Parmi les habitués, il y a d’abord les pêcheurs, qui se sont appropriés l’espace avec des objets propres à la pêche. Leur lieu de travail accueille plusieurs activités principales : raccommoder les filets, réparer les bateaux, préparer les pirogues pour la prochaine session de pêche, décharger le matériel.


Ceux qui ne sont pas pêcheurs, sont plongeurs, surfeurs, skippers, pour qui le débarcadère s’apparente davantage à un lieu de passage, une interface entre la mer et la terre. Un endroit de rendez-vous pour les clients, où arrivent et repartent les bateaux. Pour les surfeurs, on s’y échauffe les épaules et les genoux avant de se mettre à l’eau, tout en faisant la causette sur la taille des vagues, la houle et le vent.
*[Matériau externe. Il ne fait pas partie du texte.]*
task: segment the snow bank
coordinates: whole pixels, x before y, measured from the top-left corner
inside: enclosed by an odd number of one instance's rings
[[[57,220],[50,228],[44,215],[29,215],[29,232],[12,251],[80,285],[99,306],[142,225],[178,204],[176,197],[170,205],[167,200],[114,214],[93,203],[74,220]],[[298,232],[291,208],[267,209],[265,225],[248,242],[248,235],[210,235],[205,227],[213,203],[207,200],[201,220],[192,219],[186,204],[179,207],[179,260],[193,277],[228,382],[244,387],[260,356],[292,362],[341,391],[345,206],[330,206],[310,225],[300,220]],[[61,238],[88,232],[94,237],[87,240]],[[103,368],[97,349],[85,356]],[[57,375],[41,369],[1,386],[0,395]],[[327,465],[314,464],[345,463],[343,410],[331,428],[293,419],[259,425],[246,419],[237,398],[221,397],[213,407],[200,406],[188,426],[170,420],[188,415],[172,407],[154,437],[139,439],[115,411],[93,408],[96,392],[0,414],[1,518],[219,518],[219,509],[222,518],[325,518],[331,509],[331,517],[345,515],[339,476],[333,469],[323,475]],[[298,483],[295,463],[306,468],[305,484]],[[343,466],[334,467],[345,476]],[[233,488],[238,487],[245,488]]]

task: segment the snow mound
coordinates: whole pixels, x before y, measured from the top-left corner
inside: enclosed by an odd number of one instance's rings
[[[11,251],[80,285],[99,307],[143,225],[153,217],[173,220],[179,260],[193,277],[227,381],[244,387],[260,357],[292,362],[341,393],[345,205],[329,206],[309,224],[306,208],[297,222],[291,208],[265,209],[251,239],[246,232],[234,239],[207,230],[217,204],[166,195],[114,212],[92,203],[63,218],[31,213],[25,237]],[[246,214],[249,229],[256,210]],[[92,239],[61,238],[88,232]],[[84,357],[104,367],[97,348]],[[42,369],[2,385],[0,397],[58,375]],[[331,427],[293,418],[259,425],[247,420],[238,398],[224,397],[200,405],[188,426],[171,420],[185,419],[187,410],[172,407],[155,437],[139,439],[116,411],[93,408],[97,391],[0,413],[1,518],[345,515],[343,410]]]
Puis il y a les villageois qui se retrouvent autour d’une bière pour échanger sur les dernières nouvelles du village. Tous et toutes, peuvent venir “casser une pause” à l’ombre des cocotiers. Pour les pêcheurs, la réparation des filets et des pirogues est également un moment d’échange et de socialisation.
Du petit matin jusqu’à la tombée de la nuit, l’endroit invite à la confession. C’est un lieu chargé en histoires. Un lieu de secrets, partagés, dévoilés.



Regarder l’horizon avec un inconnu, partager des longs silences devant un coucher de soleil. Suggérer discrètement sa présence, ne pas l’imposer.
Il aura finalement suffi de s’asseoir parmi les barques tricolores, les chaises ébréchées et les filets en nylon fripés, pour saisir l’atmosphère singulière, presque mystique, qu’offre le débarcadère. On comprendra alors pourquoi l’âme de Tamarin semble y flotter.